Kunta Kinte was a Mandinka. Kunta was captured and imported to Annapolis, Maryland, and later sold to a plantation owner in Spotsylvania County, Virginia near the present-day rural community of Partlow.
In the miniseries, the young character was portrayed by LeVar Burton, and the older by John Amos.
There is a memorial to Kunta Kinte in Annapolis, Maryland. It is the only monument in the world to bear the name of an actual enslaved African, apart from the Zumbi from Palmares Kilumbu (a negro leader of rebellions against slavery) statues in Brazil and Bussa statue in Barbados. It depicts Alex Haley, book on his lap, telling his family's story to three children. In a notorious incident, the Kunta Kinte plaque was stolen within 48 hours after its installation in 1981, allegedly by the Ku Klux Klan. The plaque was never recovered, but it was replaced within two months.
Plot summary
Haley's novel begins with Kunta's birth in the village of Juffure in The Gambia of West Africa in 1750. Kunta is the first of four sons of the Mandinka warrior Omoro and his wife Binta Kebba. Haley describes Kunta's strict upbringing and the rigors of manhood training he undergoes.

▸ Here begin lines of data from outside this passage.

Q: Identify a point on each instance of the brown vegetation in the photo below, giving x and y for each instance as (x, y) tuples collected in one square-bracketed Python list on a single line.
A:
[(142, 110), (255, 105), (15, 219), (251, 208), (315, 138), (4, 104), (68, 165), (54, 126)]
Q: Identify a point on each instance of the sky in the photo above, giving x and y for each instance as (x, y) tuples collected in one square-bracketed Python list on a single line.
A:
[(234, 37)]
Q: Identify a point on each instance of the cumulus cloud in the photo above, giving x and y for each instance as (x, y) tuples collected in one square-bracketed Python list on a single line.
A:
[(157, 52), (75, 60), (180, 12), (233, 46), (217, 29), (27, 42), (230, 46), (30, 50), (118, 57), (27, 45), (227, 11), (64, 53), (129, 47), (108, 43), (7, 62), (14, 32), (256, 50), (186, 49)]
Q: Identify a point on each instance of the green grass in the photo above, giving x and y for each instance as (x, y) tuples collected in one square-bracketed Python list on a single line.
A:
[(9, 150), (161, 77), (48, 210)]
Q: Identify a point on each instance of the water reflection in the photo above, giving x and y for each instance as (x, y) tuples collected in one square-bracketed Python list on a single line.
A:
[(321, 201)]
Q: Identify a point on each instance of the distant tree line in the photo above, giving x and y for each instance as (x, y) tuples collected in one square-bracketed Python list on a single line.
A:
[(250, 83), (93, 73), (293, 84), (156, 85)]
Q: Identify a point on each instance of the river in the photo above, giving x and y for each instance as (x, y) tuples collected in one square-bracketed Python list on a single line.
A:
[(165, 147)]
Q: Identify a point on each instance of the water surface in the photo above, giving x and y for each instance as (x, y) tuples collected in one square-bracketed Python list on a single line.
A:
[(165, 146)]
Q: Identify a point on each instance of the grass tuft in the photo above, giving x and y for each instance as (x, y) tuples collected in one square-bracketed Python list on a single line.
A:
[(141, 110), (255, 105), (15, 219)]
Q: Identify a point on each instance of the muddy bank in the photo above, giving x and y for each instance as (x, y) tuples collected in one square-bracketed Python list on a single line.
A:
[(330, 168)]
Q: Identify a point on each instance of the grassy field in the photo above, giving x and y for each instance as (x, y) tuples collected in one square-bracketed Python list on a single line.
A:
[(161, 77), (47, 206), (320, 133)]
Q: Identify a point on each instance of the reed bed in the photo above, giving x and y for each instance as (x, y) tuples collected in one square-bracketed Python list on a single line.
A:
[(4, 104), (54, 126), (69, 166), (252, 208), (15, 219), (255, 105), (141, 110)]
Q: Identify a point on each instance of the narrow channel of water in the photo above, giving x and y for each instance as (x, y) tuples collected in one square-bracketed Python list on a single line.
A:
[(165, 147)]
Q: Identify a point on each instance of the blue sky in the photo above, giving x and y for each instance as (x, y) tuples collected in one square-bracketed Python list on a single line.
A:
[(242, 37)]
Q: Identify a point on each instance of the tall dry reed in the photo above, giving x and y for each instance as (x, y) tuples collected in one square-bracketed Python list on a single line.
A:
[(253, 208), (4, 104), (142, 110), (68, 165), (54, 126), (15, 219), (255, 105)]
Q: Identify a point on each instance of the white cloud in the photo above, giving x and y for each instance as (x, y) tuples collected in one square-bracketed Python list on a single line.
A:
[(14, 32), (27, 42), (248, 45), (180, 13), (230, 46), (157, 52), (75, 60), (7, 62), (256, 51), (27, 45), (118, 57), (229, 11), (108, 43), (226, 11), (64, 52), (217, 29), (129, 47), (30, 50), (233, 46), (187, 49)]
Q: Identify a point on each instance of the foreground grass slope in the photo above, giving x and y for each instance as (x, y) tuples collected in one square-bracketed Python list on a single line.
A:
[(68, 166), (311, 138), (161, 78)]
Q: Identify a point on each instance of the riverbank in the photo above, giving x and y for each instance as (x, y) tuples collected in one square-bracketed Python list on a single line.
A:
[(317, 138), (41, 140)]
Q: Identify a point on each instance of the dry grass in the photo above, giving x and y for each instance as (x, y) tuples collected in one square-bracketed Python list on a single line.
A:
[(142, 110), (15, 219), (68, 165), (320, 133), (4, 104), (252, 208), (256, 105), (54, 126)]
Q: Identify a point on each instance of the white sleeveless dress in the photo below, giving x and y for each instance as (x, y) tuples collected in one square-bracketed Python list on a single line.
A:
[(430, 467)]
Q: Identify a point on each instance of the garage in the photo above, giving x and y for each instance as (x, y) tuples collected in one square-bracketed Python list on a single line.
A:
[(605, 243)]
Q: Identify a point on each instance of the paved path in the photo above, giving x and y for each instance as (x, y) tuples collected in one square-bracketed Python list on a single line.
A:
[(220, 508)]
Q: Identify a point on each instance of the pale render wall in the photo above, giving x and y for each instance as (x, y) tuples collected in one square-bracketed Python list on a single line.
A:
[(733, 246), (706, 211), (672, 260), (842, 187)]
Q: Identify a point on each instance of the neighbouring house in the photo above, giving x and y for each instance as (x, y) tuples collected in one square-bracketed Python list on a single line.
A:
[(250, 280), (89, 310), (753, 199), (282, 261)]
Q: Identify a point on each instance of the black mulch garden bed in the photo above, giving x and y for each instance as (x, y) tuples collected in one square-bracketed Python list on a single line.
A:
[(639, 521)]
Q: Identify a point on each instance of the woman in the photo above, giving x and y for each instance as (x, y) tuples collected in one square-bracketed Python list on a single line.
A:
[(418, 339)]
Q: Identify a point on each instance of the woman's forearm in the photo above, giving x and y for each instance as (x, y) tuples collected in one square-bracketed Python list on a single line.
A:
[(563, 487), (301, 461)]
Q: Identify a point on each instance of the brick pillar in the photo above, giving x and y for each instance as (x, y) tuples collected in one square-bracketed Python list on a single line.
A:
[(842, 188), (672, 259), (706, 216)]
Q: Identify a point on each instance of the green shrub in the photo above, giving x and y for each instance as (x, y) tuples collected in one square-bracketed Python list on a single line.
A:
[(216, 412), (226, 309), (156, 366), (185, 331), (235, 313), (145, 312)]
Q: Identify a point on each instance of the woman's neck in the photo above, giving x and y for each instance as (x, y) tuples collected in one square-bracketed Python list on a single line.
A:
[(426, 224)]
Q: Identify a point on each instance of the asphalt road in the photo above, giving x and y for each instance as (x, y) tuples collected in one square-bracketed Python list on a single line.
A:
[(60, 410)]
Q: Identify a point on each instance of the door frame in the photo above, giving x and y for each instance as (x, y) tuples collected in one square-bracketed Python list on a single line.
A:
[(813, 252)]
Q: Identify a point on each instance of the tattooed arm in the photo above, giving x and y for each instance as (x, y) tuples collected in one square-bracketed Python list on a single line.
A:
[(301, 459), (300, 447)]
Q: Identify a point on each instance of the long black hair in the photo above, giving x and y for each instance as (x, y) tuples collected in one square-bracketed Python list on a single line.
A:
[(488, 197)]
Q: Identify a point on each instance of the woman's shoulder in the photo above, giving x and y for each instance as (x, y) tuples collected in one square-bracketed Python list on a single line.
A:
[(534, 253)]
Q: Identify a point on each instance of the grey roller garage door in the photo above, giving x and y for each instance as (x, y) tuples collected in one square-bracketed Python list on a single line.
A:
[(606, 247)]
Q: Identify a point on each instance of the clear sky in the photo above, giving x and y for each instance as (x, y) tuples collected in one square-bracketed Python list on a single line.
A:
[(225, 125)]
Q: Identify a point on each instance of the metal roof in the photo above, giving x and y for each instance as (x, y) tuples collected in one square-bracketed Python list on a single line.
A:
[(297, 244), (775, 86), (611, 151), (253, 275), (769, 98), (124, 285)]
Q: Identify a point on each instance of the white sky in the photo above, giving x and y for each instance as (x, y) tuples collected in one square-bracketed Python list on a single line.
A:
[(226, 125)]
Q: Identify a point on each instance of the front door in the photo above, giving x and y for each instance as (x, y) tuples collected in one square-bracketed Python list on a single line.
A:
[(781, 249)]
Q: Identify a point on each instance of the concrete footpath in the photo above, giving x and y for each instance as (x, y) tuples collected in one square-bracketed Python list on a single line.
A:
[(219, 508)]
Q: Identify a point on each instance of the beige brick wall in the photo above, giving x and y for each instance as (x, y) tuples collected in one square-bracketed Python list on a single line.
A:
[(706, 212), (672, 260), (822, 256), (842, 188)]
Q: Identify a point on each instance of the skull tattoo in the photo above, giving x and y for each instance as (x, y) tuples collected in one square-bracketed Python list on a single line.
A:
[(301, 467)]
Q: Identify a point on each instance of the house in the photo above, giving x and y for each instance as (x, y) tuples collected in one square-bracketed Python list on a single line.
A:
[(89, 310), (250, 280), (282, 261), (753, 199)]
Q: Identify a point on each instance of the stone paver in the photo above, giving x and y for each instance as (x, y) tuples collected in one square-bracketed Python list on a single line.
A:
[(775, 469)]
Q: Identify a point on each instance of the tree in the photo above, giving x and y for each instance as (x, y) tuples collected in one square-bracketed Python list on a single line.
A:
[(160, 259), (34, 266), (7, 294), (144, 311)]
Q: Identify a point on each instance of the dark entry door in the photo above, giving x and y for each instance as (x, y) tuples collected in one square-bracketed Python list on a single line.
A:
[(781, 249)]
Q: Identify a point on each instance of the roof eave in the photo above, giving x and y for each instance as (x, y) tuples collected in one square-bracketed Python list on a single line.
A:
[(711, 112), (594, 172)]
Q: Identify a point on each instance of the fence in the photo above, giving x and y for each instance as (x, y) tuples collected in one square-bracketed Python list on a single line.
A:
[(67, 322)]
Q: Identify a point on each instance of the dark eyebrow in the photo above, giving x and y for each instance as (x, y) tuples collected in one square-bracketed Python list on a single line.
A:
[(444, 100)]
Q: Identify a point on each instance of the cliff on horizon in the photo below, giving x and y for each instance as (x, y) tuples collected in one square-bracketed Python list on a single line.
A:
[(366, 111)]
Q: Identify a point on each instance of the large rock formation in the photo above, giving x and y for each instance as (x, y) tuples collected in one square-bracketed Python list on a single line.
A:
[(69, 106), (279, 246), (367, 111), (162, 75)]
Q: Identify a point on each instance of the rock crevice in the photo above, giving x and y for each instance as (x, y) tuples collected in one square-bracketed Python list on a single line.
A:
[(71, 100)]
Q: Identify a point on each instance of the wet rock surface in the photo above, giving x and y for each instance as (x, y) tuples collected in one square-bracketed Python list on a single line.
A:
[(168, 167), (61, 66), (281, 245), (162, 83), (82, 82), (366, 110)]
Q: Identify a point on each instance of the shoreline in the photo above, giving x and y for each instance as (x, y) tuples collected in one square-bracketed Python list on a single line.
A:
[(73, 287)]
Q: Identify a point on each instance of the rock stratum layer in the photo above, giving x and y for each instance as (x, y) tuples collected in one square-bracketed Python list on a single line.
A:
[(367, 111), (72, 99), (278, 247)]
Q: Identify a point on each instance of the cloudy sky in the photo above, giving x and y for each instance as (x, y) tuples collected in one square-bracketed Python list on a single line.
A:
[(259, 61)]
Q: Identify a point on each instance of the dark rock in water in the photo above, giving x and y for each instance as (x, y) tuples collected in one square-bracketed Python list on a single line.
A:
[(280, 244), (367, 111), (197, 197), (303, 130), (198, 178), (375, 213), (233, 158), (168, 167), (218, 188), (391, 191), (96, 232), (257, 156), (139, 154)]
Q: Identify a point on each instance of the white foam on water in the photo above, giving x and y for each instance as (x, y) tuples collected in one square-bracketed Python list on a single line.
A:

One day in 1767, when the young warrior left his village to find wood to make a drum, he was attacked by four black men who surrounded him and took him captive. The most horrifying part of Haley's novel is where he describes this event. Kunta awakens to find himself blindfolded, gagged, bound and prisoner of the white men. Haley describes how they humiliate the young warrior by stripping him naked, probing him in every orifice, and branding him with a hot iron. He and others are put on a slave ship for a nightmarish three month journey to America.
Out of 140 Africans, Kunta is one of only 98 who survive the crossing. After arrival in Maryland he is sold to a plantation owner who renames him "Toby," much to his dismay. During the remainder of his life Kunta never gives up his dreams of freedom and trying to escape, even after part of his foot is chopped off. (He was running and the slave catchers caught him and he had a choice to be castrated.) He eventually marries another slave named Bell Waller and has a daughter named Kizzy, which in Kunta's native tongue means to "stay put". Unfortunately, Kizzy is later sold away when she is discovered to have written a fake traveling pass for a young slave boy she is in love with.
After Kizzy is sold, it is stated that Bell was sold years later and Kunta died soon after. It was said that he could barely walk when he died, but he still kept his dream of freedom and just "faded" after Bell was sold. After Kizzy visits his grave 2 years after he died, she scratches out the "Toby" carved on it and carves in "Kunta Kinte."